Com sua voz sonora e firme, Di Cavalcanti sentado no bar do Ca d’Oro, onde se hospedou, conta reminiscências inéditas a uma jovem pesquisadora do Museu da Imagem e do Som, do Conselho Estadual de Cultura: certa vez em São Paulo seu amigo Oswald de Andrade, que já se retornara conhecido pelos escritos modernistas e atitudes exóticas, levou-o de carro até os arredores da cidade; chegando a um asilo, guardado por zelosas freiras, Oswald saltou o muro para ver lá dentro uma das mais lindas internas mocinhas, por quem se apaixonara doidamente... Conta que seu apelido simplificado vem do nome de uma prima, Didi. Nasceu na casa de José do Patrocínio. Conheceu Bilac, Raimundo Correia, João do Rio, Gilberto Amado, Virgílio de Melo Franco, Jaime Ovalle, Paulo Bittencourt, Assis Chateaubriant, Tristão de Atayde, Manoel Bandeira, Vinícius de Morais, todos os grandes vultos brasileiros dos últimos cinquenta anos.
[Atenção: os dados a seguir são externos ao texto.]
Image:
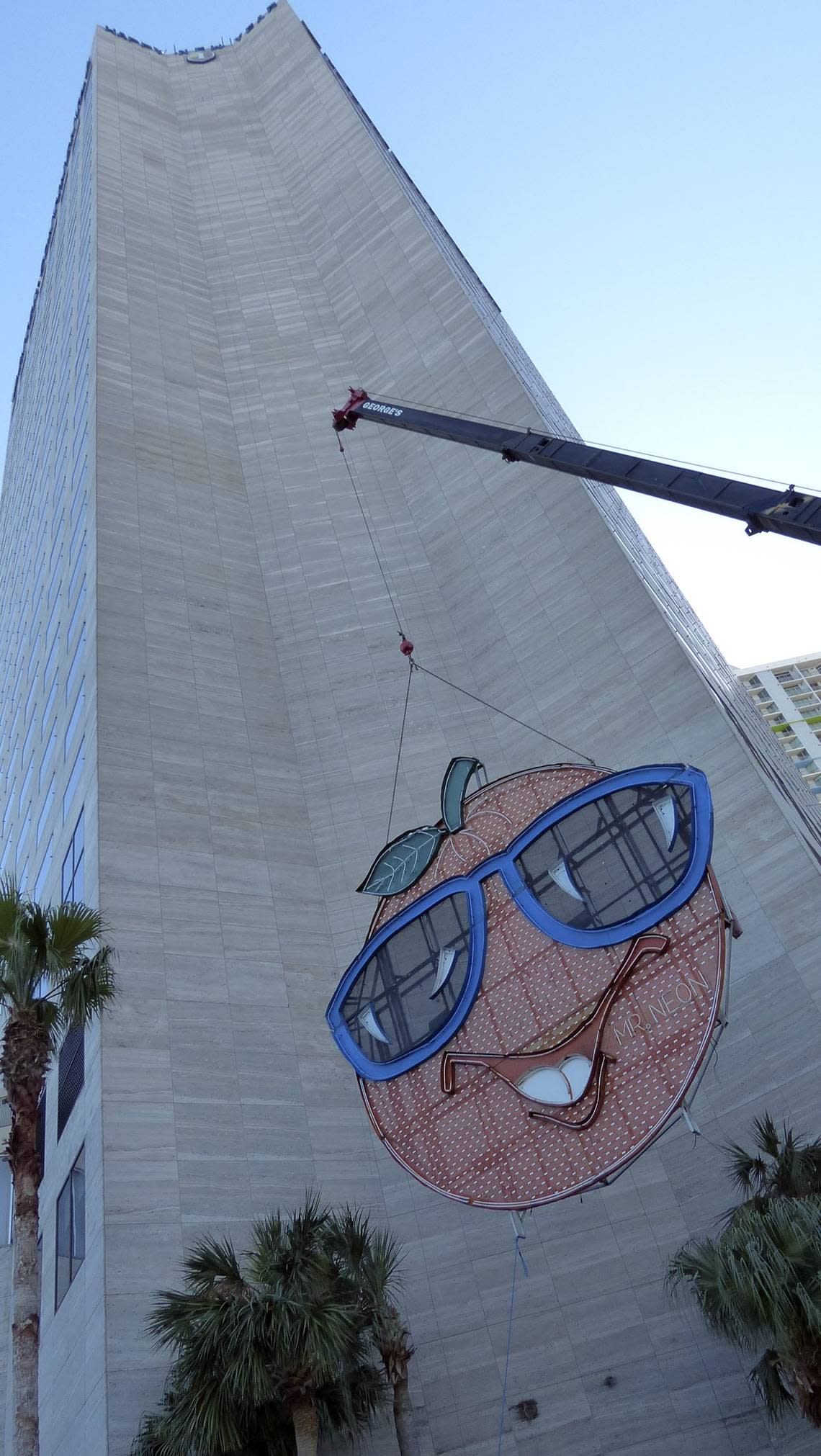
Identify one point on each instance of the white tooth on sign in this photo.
(447, 957)
(558, 1087)
(369, 1021)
– Fiz o primário, cursei o Exército, se tivesse continuado seria hoje marechal aposentado. Mas o tempo da farda foi bom, guardei do Exército os exemplos de disciplina, virilidade, força física, que tenho até hoje. Era o Rio imperial e carioca. Mas no Rio, hoje, falta uma coisa – o carioquismo do carioca. O Rio está se provincializando.
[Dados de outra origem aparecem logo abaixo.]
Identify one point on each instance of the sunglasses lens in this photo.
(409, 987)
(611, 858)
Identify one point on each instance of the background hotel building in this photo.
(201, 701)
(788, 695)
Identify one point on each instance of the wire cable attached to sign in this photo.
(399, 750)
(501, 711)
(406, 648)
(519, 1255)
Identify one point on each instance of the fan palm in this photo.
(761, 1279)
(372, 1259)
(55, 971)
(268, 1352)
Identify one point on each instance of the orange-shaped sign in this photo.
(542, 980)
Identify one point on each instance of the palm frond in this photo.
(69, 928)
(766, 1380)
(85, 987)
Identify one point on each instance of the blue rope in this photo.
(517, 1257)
Considera-se, por isso, ainda, um homem que em toda vida gostou do pitoresco e de captar com acuidade cada fato da vida. Viveu em Paris, onde era repórter do “Correio da Manhã”. Lá conheceu os maiores pintores e escritores da capital do mundo. 

 Luiz Martins, referindo-se a influências em sua obra, destaca: 

– O que há em Di Cavalcanti de intrinsicamente brasileiro, ou melhor particularizando, de carioca, leva-o a uma interpretação pessoal, a uma espécie de tradução para o mulato das mulheres clássicas e um pouco olímpicas de Picasso, dando-lhes um frêmito, uma malícia e uma indolência que elas não tinham. 

Foi arquivista do “Estado de São Paulo”, marcador de dormentes da Mogiana. Correspondente de imprensa em Paris. Cronista do cotidiano na “Última Hora”. Já escreveu dois livros: “Viagem da Minha Vida” (1955) e “Reminiscências Líricas de um Perfeito Carioca” (1964). Caricaturista exímio e pintor. 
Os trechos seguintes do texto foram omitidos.